Kazoo, … your contention seems to be that we are ontologically better for having faith. … But I don’t believe we are ontologically better for our faith. Grace doesn’t overwhelm nature. … I still live subject to death, just like everyone else, including unbelievers. I live in the already-not yet tension.
Echo responded with some interesting thoughts on ontology, which I think are worth discussing. Simplifying a bit, Echo outlined 6 possible ontological classes (“states of being”), which are:
- God (ultimate being)
- Glorified man
- Natural man
Disclaiming a Platonic “ladder of being” (Plato’s concept of varying degrees of “realness” is Gnostic), as Christians we understand that God and his Creation are completely real. Nonetheless, there is a clear ontological “moreness” between each of those classes — with the largest gap being the Creator-creature distinction at the top.
Echo then “shoots from the hip” (so don’t quote him on this…)
If you count being made alive spiritually, after having been dead spiritually, then perhaps it is correct to say that some ontological change has begun to take place.

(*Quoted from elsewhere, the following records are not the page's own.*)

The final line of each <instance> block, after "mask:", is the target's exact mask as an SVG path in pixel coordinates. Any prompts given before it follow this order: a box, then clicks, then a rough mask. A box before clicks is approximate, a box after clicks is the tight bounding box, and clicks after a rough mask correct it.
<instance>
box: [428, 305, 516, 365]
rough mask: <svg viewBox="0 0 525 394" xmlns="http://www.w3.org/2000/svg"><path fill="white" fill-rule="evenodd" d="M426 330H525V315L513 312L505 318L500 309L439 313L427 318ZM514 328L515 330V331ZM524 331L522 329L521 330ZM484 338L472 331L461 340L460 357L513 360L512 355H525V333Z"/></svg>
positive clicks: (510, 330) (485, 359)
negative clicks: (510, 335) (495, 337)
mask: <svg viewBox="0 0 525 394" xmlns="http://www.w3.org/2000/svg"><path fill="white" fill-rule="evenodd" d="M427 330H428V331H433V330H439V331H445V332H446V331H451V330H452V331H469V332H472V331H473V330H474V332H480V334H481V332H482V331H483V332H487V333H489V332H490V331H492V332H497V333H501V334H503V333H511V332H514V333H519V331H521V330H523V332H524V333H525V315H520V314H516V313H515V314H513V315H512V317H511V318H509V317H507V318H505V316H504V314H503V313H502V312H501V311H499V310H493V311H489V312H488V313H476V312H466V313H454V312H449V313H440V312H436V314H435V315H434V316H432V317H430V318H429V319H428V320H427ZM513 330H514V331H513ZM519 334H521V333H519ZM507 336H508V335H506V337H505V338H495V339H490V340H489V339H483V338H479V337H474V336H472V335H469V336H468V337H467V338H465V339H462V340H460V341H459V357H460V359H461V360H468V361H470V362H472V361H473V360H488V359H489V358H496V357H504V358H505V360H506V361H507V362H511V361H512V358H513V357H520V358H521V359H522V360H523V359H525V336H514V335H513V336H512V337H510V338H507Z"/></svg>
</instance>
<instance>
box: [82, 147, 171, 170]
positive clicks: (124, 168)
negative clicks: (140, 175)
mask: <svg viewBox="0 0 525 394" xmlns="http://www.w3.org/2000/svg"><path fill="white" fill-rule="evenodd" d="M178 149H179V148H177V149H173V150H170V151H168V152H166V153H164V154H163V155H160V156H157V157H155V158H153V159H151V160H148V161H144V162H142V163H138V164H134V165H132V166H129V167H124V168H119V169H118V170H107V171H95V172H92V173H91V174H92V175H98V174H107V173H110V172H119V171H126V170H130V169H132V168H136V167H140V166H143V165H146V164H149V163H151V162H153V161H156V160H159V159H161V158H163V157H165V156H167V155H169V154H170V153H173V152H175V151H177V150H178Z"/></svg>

I suspect Zrim is saying that you are implying an ontological change, when we really haven’t changed at all, we’re just forgiven. We have moved to a different legal state, not a different ontological state. I would tend to agree with that, but I wouldn’t want to be quite so absolute about it.
To be sure, we have changed to a different legal status, but some different ontological status might be appropriate here. If not a different status ontologically, then the change to a different ontological status (from corruptible to incorruptible) has at least begun to take place.
However, while there might be some room here, I’ve never thought about it before, and I’m really just shooting from the hip here.
So the question becomes, is a Christian in this world in an Ontological state between Natural and Glorified man? My initial reaction is yes; scripture has so much emphatic terminology: a new creation, regeneration, made alive, buried and resurrected with Christ.
And yet, scripture also makes clear the tension of the already and not yet. None of those terms can be properly understood as complete; a good work has been started in us which will not be finished until glorification. Our carnal man is still at war with our spiritual man. And of course, as good students of the Reformation, we understand the very clear distinction that Justification does not make us good (infuse intrinsic goodness into us or our works), but declares us good (imputes an alien righteousness to us).
And yet again, this is all a question of Sanctification; part of the mystery of the Gospel is that it simultaneously rejects and upholds Law. Sanctification is when the declaration that we possess Christ’s alien righteousness, makes us more like Christ.
So is a Christian at a distinct ontological state between Natural and Glorified man, or is he a hybrid of the two?